Chez certains passagers, les expériences musicales vécues sur les ferries sont sources d’émotion après une journée de travail. « Les mélodies parlent à mon âme et reposent mon esprit. Elles me ramènent à mon passé », confie Nimet, les larmes aux yeux à l’écoute du ney. « Tout comme les eaux du Bosphore, cela déclenche un flot d’émotions ».
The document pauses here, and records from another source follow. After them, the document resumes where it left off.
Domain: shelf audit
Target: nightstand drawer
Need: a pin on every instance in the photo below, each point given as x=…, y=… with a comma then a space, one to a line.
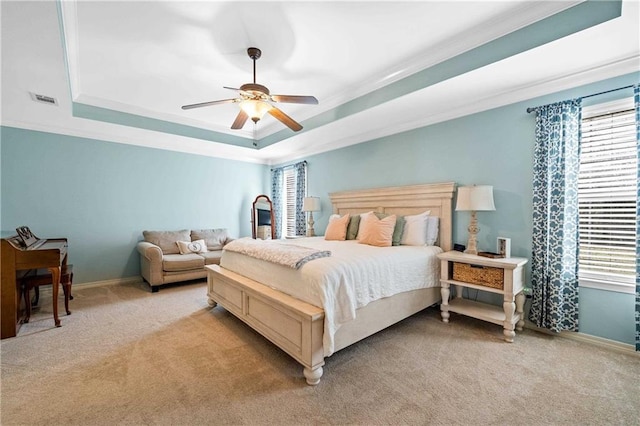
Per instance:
x=486, y=276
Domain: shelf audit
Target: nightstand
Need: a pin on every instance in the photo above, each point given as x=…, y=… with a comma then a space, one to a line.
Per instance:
x=503, y=276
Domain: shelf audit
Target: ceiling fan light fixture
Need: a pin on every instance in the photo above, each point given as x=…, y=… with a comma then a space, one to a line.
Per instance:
x=255, y=109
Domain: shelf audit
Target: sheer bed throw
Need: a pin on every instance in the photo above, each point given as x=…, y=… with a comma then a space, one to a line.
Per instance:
x=353, y=276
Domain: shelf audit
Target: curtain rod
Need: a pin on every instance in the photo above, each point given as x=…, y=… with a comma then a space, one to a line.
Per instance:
x=531, y=109
x=290, y=165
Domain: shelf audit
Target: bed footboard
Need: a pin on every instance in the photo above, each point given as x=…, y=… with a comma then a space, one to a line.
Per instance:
x=294, y=326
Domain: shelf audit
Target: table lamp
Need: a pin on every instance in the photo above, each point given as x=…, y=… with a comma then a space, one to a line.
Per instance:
x=474, y=198
x=311, y=204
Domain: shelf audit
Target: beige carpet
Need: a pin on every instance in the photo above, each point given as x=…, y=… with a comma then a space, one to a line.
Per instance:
x=127, y=356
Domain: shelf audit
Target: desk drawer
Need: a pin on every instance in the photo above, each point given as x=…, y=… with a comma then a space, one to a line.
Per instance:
x=479, y=275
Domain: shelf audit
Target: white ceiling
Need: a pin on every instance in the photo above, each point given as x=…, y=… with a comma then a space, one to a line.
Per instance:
x=148, y=58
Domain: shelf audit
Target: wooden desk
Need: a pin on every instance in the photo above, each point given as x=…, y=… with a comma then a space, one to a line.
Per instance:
x=15, y=261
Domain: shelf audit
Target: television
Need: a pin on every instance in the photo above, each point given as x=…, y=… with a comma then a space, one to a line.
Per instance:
x=264, y=217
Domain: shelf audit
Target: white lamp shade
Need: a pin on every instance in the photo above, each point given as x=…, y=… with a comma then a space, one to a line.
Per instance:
x=475, y=198
x=311, y=204
x=255, y=109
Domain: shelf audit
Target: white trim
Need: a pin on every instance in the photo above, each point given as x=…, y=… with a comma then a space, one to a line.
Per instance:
x=117, y=281
x=589, y=339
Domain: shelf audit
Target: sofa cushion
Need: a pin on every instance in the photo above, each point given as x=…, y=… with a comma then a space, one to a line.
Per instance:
x=214, y=238
x=187, y=247
x=167, y=240
x=212, y=257
x=182, y=262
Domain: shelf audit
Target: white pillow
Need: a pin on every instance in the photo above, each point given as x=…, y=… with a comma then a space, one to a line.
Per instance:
x=415, y=230
x=187, y=247
x=432, y=229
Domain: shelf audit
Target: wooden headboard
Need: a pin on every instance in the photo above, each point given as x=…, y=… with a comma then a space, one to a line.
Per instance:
x=403, y=200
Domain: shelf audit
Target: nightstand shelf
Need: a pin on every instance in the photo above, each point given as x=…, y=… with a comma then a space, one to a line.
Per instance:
x=510, y=286
x=481, y=311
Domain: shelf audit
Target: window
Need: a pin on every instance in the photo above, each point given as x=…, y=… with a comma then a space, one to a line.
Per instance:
x=607, y=197
x=289, y=203
x=293, y=183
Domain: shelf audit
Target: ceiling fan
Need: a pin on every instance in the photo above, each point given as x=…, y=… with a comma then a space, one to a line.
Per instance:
x=255, y=101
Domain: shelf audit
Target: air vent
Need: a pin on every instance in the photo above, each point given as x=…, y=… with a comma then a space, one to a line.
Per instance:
x=44, y=99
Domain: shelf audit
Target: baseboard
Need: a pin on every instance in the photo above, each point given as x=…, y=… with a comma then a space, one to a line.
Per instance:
x=117, y=281
x=588, y=338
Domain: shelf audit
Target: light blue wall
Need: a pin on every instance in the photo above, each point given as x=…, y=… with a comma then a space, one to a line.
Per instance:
x=494, y=148
x=102, y=195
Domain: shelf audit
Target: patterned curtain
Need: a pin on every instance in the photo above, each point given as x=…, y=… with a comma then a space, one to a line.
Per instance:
x=636, y=97
x=554, y=264
x=277, y=185
x=301, y=192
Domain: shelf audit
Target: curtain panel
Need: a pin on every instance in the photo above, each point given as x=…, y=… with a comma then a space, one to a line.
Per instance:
x=301, y=192
x=277, y=187
x=636, y=98
x=554, y=265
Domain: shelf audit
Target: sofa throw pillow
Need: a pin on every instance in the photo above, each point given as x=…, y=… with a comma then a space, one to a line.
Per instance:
x=397, y=230
x=187, y=247
x=166, y=240
x=415, y=230
x=215, y=239
x=377, y=232
x=337, y=229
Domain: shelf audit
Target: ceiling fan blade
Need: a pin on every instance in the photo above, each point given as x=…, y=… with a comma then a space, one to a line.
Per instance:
x=295, y=99
x=241, y=118
x=223, y=101
x=285, y=119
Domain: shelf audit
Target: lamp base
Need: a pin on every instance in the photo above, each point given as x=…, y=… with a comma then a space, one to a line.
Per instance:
x=310, y=231
x=472, y=246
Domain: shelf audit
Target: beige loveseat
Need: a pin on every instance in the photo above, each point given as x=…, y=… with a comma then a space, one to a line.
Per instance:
x=173, y=256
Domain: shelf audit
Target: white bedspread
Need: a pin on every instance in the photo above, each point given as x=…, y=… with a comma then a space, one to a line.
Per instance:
x=355, y=275
x=290, y=255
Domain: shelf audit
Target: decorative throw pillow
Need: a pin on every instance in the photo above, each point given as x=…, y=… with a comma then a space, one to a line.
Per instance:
x=215, y=239
x=377, y=232
x=187, y=247
x=361, y=215
x=166, y=240
x=415, y=230
x=397, y=230
x=337, y=229
x=432, y=229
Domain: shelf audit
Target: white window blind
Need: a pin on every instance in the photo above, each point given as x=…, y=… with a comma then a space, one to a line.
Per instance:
x=607, y=196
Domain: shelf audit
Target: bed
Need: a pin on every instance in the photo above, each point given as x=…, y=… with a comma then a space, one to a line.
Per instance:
x=297, y=326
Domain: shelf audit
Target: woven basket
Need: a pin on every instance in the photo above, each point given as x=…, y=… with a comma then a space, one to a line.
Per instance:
x=481, y=275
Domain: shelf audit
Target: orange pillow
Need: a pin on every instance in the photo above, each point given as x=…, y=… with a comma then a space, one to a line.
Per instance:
x=377, y=232
x=337, y=229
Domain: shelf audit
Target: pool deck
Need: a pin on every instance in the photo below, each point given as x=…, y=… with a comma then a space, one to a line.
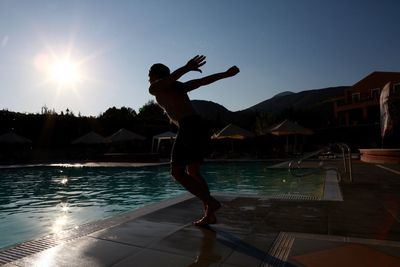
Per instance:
x=361, y=230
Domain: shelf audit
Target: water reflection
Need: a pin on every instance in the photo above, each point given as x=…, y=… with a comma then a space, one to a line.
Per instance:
x=34, y=200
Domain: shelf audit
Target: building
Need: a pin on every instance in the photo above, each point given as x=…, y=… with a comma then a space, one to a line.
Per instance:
x=360, y=104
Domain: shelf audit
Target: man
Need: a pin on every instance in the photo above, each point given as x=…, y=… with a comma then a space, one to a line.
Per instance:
x=188, y=150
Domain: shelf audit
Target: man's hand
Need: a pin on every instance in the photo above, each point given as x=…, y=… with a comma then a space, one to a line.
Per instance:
x=232, y=71
x=195, y=63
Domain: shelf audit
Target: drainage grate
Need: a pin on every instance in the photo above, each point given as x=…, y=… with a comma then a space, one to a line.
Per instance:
x=295, y=197
x=280, y=250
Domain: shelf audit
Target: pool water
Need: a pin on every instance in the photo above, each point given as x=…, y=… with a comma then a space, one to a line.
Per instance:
x=41, y=200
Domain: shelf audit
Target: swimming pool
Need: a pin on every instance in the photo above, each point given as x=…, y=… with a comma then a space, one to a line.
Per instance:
x=41, y=200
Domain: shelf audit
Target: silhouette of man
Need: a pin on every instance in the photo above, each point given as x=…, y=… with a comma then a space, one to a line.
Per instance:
x=188, y=150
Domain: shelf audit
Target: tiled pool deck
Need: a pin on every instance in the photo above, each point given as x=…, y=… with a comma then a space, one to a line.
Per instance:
x=361, y=230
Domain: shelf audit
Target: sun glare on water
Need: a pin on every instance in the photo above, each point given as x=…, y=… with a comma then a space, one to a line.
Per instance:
x=60, y=71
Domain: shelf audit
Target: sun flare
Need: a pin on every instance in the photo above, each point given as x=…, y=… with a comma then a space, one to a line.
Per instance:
x=64, y=72
x=61, y=70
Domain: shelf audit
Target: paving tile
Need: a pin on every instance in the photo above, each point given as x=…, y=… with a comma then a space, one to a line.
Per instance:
x=251, y=250
x=137, y=232
x=154, y=258
x=85, y=251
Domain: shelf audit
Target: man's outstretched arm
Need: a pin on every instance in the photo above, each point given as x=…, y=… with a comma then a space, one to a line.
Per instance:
x=196, y=83
x=193, y=64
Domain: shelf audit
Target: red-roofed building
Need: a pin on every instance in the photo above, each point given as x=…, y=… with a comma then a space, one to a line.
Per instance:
x=360, y=104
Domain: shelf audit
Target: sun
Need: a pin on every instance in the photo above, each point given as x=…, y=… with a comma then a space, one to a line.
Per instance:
x=64, y=72
x=60, y=70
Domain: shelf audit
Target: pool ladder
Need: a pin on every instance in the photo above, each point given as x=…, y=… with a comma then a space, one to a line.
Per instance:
x=346, y=155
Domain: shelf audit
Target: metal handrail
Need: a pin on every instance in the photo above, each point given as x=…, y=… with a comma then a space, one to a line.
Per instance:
x=347, y=164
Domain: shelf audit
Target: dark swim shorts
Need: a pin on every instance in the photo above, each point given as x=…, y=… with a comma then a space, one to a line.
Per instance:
x=192, y=141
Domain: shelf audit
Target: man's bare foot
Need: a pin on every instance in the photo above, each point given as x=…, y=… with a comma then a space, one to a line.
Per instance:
x=206, y=220
x=213, y=207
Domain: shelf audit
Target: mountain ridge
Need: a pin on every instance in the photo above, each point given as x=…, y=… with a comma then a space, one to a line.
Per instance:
x=304, y=100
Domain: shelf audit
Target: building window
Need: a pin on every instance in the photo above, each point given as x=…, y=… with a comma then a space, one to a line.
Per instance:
x=375, y=93
x=396, y=89
x=355, y=97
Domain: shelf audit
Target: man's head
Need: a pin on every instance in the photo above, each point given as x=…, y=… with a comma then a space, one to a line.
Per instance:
x=158, y=71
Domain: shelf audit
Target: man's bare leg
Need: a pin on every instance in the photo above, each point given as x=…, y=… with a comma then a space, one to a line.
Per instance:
x=198, y=187
x=212, y=205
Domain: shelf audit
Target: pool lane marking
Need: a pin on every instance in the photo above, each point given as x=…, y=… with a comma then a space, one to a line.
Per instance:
x=388, y=169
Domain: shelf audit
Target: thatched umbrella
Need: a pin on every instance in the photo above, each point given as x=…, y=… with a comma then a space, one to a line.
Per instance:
x=90, y=138
x=287, y=128
x=13, y=139
x=124, y=135
x=163, y=136
x=232, y=131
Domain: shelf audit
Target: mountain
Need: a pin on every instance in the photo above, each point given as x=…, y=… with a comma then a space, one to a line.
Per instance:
x=213, y=111
x=317, y=99
x=302, y=100
x=283, y=94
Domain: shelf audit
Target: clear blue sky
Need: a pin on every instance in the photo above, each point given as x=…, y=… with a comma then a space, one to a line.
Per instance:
x=279, y=45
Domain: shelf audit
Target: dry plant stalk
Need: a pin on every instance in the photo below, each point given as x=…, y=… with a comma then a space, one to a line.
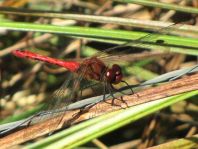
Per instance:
x=186, y=84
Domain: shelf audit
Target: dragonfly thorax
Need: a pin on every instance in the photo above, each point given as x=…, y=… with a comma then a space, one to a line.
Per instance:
x=95, y=69
x=114, y=75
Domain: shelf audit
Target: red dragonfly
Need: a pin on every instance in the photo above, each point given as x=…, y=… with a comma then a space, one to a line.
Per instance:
x=90, y=69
M. Erdem se dit touché par ces réactions. « Le soir, les gens se vident la tête, atteignent une sorte de sérénité. J’en vois beaucoup qui dorment en paix. C’est une grande source de plaisir pour moi », assure-t-il. Tunç Baydar, coordinateur du projet pour la municipalité, explique que des musiciens jouant sans autorisation avaient posé problème par le passé pour les équipages et personnels de sécurité.
L’objectif était de « créer un environnement pour que ces musiciens puissent jouer sur les ferries, avec des autorisations et de façon plus confortable », affirme-t-il. « Nous avons intégré ces musiciens à notre marque ». Il déniche de nouveaux talents grâce aux réseaux sociaux ou au conservatoire.
Beaucoup de grandes villes ont de formidables musiciens de rue, mais toutes n’ont pas une aussi belle toile de fond à offrir à leur performance. « Nous écoutons de la musique dans les métros européens, mais c’est si beau sur l’eau… », se réjouit Berker Colak, un touriste venu d’Allemagne avec sa fiancée, en évoquant les mouettes, « ‘l’ambiance authentique » et « l’harmonie réelle » ainsi créées selon lui.